Cette solution, fondée sur une interprétation stricte des textes, réaffirme le caractère personnel et non transmissible des engagements souscrits par les producteurs (I), ce qui conduit logiquement à écarter toute transmission du droit à la prime en cas de cession volontaire de l’exploitation (II).
I. Le caractère strictement personnel de l’engagement du demandeur
La Cour de justice fonde sa décision sur la nature des obligations qui incombent au demandeur de la prime. Le système réglementaire institue un lien direct entre le producteur et l’aide, ce qui rend son engagement personnel (A) et essentiel au mécanisme de contrôle des primes (B).

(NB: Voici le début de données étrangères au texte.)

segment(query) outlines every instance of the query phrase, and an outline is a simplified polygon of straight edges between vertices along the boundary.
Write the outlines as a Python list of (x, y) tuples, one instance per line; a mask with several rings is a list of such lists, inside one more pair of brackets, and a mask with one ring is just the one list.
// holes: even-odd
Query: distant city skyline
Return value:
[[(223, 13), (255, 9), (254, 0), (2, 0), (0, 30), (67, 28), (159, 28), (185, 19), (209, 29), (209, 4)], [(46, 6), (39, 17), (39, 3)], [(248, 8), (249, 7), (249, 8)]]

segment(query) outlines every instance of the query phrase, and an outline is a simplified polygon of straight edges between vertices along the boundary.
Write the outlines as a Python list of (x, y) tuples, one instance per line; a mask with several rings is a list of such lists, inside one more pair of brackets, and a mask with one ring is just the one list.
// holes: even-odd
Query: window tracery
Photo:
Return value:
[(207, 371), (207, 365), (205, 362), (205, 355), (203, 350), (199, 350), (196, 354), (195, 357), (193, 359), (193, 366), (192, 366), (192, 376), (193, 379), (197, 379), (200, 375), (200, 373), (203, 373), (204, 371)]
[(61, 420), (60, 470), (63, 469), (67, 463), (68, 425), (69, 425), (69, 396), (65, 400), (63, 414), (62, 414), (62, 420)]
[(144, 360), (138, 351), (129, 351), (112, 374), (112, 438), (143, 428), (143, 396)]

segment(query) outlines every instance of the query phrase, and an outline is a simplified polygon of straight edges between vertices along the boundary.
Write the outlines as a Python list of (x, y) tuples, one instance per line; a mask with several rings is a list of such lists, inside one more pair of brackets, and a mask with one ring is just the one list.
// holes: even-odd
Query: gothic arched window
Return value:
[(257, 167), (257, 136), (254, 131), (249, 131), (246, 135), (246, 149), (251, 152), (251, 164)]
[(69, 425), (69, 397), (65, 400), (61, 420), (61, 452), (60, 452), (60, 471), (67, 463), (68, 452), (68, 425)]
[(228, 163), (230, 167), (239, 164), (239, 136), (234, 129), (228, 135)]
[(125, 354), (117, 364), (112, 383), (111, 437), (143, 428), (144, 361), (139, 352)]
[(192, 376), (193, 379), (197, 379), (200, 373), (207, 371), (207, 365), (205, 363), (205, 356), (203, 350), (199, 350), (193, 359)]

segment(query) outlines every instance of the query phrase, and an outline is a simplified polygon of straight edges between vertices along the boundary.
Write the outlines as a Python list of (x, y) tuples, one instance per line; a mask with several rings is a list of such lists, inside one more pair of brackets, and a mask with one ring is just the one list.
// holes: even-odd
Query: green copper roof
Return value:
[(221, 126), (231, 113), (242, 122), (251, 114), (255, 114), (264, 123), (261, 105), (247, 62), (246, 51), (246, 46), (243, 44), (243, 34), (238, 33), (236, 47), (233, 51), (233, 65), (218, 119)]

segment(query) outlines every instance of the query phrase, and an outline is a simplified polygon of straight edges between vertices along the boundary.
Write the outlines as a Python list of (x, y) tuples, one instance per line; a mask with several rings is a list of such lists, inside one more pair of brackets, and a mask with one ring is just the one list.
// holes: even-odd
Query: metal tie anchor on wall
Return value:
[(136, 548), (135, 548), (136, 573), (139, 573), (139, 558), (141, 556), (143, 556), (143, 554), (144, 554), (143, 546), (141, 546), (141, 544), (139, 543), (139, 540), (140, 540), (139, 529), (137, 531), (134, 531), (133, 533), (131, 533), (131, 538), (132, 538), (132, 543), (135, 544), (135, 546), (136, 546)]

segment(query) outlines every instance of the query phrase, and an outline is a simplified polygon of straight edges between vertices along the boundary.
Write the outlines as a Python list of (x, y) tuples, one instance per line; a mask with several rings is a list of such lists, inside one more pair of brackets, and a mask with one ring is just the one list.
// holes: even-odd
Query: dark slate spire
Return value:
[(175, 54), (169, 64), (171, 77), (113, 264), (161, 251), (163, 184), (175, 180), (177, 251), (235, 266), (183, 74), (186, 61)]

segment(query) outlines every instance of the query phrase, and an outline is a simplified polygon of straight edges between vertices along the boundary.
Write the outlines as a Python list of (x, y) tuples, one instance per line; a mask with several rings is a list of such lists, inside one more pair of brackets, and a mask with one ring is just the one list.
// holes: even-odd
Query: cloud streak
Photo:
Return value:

A. La prééminence de l’engagement personnel du producteur
La réglementation communautaire, notamment l’article 4 bis du règlement n° 805/68, énonce clairement que la prime spéciale est octroyée aux « producteurs de viande bovine » qui en font la demande. La Cour souligne que le bénéfice de l’aide n’est pas lié à l’exploitation en tant qu’unité de production, mais bien à la personne de l’exploitant qui s’engage formellement. Cet engagement, matérialisé par une déclaration écrite, atteste que le producteur « a procédé à l’engraissement des bovins » et s’engage à les « maintenir sur son exploitation pendant une période minimale ». Le raisonnement de la Cour repose sur le fait que ces déclarations et engagements constituent un « élément essentiel du système ». En l’absence d’une demande formulée par le nouvel exploitant, celui-ci reste un tiers par rapport à l’engagement initial. Le fait qu’il ait matériellement respecté les conditions d’élevage ne suffit pas à le substituer dans une relation juridique qu’il n’a pas personnellement établie avec l’autorité administrative.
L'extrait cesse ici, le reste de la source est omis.